I realize this is a really vague post, and it's hard to tell what the hell I'm trying to get at, but I am not arguing with what you said, I am just trying to elaborate. :) (and ramble ;))
 

Acanthus

Lifer
Aug 28, 2001
19,915
2
76
ostif.org
Originally posted by: EdipisReks
Originally posted by: Murr
Would someone mind telling some specific reasons OSX is better? I'm not a PC fanboy or anything trying to argue, I always buy whats good for the price. But frankly, it sometimes seems that everyone who says Windows sucks is just a Linux or Mac user who's pissed off about MS's dominance.

I've had limited experience with Macs at school, and thats it.

i'm not pissed of about MS's dominance. i've been using PC's for nearly 20 years. OS X has a better filing system, better TCP/IP implemntation, rarely crashes (i've gotten win2000 to crash 3 times this week), has better software integration, comes with much better default software, and looks prettier. OS X basically makes using a computer less of a chore. after building and maintaining tons of PC's over the years, digging around in the registry to fix somes stupid problem has lost its charm. and even if i wanted to dig around, i could do a much more thorough job of it by using the terminal. some of the differences take time to notice. however, after having this PowerBook for the last couple months, i feel that there is basically nothing that i can do on PC that i can't do better and more easily on my Mac. it just works.

My Server running 2k Pro has been up 7 months without crashing once. I restarted it for the 1st time in 7 months when i put on SP4.
 

Eug

Lifer
Mar 11, 2000
24,169
1,812
126
Originally posted by: martind1
wait I lost track of these posts.
What were the results? Macs are inferior to everything?:D
Actually, in scalar code the 2.0 GHz G5 was the same speed of a 2.66 GHz P4.

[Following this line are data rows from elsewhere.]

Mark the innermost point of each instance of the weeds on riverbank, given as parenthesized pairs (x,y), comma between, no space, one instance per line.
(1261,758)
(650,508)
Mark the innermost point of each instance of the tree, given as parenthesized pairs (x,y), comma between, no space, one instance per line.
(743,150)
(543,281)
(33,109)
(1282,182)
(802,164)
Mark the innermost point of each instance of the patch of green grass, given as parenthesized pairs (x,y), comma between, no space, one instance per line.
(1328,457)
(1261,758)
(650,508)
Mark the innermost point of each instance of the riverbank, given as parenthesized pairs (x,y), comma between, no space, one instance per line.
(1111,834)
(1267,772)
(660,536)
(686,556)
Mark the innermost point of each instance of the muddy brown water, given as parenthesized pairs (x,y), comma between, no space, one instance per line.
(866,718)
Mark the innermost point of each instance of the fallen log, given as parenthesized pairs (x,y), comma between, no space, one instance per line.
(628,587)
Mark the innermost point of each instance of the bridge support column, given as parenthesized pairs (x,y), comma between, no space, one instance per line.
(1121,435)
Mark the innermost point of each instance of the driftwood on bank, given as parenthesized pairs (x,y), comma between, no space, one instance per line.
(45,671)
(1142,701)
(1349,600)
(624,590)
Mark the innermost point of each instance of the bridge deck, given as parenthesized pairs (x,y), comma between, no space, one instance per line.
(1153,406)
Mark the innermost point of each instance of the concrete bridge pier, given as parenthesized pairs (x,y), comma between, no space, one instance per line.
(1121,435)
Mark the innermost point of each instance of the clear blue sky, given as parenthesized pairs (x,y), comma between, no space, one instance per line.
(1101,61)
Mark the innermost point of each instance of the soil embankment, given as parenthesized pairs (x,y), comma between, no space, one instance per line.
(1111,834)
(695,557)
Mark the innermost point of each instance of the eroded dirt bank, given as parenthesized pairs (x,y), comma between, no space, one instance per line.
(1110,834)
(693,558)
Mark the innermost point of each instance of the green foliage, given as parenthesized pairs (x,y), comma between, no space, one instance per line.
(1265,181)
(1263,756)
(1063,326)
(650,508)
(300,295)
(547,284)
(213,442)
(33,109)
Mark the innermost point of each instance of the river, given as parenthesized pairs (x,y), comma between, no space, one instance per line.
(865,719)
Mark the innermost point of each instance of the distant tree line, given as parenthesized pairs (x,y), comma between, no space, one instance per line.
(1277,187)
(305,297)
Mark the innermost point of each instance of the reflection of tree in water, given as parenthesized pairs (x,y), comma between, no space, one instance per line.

However, the SIMD speed was a bazillion times faster. ie. Screams on the G5. He couldn't get the code working on the P4 though with SIMD optimizations with the Intel compiler.
 

Eug

Lifer
Mar 11, 2000
24,169
1,812
126
Since there is all this debate about the GNU and Intel compilers I should make note that it would seem that IBM's xlf compiler is helping the G5 a lot. The NASA guy is saying that he gets MUCH faster numbers with xlf. Also, see this thread about PyMol.

It should be interesting once SPECfp is rerun on the G5 using IBM's XL compilers. I'm guessing the SPECfp score of the (single) 2.0 will be in the 1150-1200 range. For reference, a 3.2 GHz P4 with PC3200 gets 1285 with ifc.